In the most recent issue of The Christian Century, Will Willimon expresses regret over his co-authored book Resident Aliens (1989) which he wrote with Stanley Hauerwas. This was a hugely influential book for me and my friends when we were in undergrad. I hadn’t thought about why it was appealing to us as undergrads until I read Willimon’s comments in this article:

“Few things are more humbling for a professor than to hear your classroom assertions parroted back to you. In the student’s puerile response you hear an echo of your own pronouncement—but on undergraduate lips the thought sounds unbearably stupid.”

Willimon’s regret about the book is not that it was watered down and easily slogan-ready. He has a more theological reason for his regret:

“For some time Hauerwas has engaged in a polemic against “practices based on atheism.” I worry that our infatuation with practices could be but the latest phase of atheism. Since God is now mute and absent, we try to locate a set of habits that will make us feel better about our situation.”

Willimon shows his cards in this article and demonstrates the flip-side of populism. While you want what you write to be easily accessible and clearly understood, what you don’t want is it to be trivialised in the process. If Kierkegaard were alive, perhaps he would have these same regrets about theologians doing this very thing with his writings. MacIntyre is still alive, perhaps he regrets the portrayal of his work in the writings of theologians like Hauerwas and Willimon.

Regardless of these regrets, Willimon says “I still believe just about everything Stanley Hauerwas and I said in that book.”

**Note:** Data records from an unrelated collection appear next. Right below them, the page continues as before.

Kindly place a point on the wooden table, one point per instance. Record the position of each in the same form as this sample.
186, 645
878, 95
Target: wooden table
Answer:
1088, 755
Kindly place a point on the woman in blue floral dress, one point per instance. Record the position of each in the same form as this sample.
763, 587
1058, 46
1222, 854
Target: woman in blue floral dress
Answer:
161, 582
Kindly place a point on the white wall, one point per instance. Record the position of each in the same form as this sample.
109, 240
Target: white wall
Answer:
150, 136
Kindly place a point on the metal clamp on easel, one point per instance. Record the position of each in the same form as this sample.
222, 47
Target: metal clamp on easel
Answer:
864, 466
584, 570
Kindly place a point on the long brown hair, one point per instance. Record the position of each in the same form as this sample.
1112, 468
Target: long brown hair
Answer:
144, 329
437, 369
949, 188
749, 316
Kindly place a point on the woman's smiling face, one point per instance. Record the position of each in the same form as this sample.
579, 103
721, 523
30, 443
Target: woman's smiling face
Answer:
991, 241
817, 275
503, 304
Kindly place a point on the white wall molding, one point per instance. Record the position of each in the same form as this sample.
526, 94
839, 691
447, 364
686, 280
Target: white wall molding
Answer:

What are the ramifications of a confession like this? Are there any? Perhaps not. Perhaps this is just part of growing older and looking back twenty years later and seeing where you overstepped your boundaries. Or maybe it might be a word of warning to us about how we ingest philosophy and baptise it without attending to what the philosopher is saying. Perhaps it shows us the stretch marks of age where we’ve tried to make philosophy, theology.